There's a certain type of problem where it appears that having more computing power hurts you. That problem is the "agent simulates predictor" Newcomb's Dilemma.

As Gary Drescher put it:

EDITED 5/19/15:There's a formal model of this due to Vladimir Slepnev where the agent and the predictor both have different types of predictive powers, such that in some sense they each know how the other will act in this universe. We'll write this out along with another case where things work out properly.(One algorithm has more computing power, but the other has stronger axioms: in particular, strong enough to prove that the other formal system is sound, as ZFC proves that PA is sound.)

In one of the following cases, proof-based UDT one-boxes for correct reasons; in the other case, it two-boxes analogously to the reasoning above.

In both cases, we'll use the following lemma:

Lemma:Let A() be an algorithm that returns either 1 or 2, such that ZFC has a proof of length ≈log(N) of "A() returns in ≤N steps". Then ZFC has a proof of length ≈log(N) that "A()=1 if and only if PA proves that A()=1."Proof:ZFC knows that PA is sound, so ZFC has a short proof that "if PA proves that A()=1, then A()=1". The other direction follows from the fact that the algorithm is bounded, and PA can simply show the execution trace of A in ≤CN steps.## Case 1: Success (Agent Trusts Predictor)

Omega looks through all proofs in PA; when it finds a proof that the agent one-boxes or a proof that the agent two-boxes, it stops looking and fills or empties the box accordingly. (If it fails to prove either, it empties the box.)

The agent looks several times through all proofs in ZFC of length ≤N; it first looks for a proof that one of its actions leads to the payoff $1001000, then $1000000, then $1000, then $0. The first time it finds a proof that an action implies the outcome it's looking for, it immediately takes that action. (If it fails to find any such proof, it two-boxes.)

I claim that for sufficiently large N, the agent one-boxes, and Omega fills the box.
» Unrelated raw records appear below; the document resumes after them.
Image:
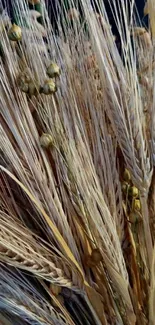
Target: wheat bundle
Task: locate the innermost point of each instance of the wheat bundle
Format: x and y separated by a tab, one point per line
77	154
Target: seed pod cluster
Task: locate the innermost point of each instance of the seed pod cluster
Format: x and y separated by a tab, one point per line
27	85
131	193
49	87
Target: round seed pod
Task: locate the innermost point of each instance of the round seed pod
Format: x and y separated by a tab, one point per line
56	290
125	187
49	87
127	175
133	191
15	33
46	140
136	205
135	217
53	70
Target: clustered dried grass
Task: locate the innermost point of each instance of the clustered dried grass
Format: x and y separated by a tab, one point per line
77	169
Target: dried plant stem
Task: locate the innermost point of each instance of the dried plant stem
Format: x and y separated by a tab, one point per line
147	232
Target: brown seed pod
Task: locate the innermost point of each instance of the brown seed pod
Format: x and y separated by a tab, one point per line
53	70
49	87
15	33
46	140
125	187
133	191
135	217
Proof:We use the Lemma. ZFC proves in ≤N steps that A()=1↔□PA[A()=1]. Since we (from outside the problem) assume ZFC is consistent, it will not be able to prove that two-boxing gets it $1001000, nor that one-boxing gets it $1001000, nor that two-boxing gets it $1000000, but it will be able to prove that one-boxing gets it $1000000. Thus it one-boxes. Since it runs in finite time, of course PA proves it one-boxes, and so Omega fills the box.## Case 2: Failure (Agent Simulates Predictor)

We'll swap the deductive processes this time. Omega looks through all proofs in ZFC of length ≤N; when it finds a proof that the agent one-boxes or a proof that the agent two-boxes, it stops looking and fills or empties the box accordingly. (If it fails to prove either, it empties the box.)

The agent looks several times through all proofs in PA; it first looks for a proof that one of its actions leads to the payoff $1001000, then $1000000, then $1000, then $0. The first time it finds a proof that an action implies the outcome it's looking for, it immediately takes that action. (If it fails to find any such proof, it two-boxes.)

I claim that the agent two-boxes, and Omega leaves the box empty.

Proof:Again, by the lemma, ZFC proves that Ω()=1↔□PA[Ω()=1] (where Ω()=1 means "Omega predicts one-boxing and thus fills the box"). Now note that Ω()=1 implies that PA proves $A()=2 \to U=$1001000$ and does not prove that $A()=1 \to U=$1001000$, and thus in this case A()=2; and similarly, Ω()=2 implies that PA proves $A()=2 \to U=$1000$ and does not prove any of the prior counterfactuals, so again A()=2. All of these proofs are quick within ZFC, so Ω does prove that A()=2, and thus Ω()=2.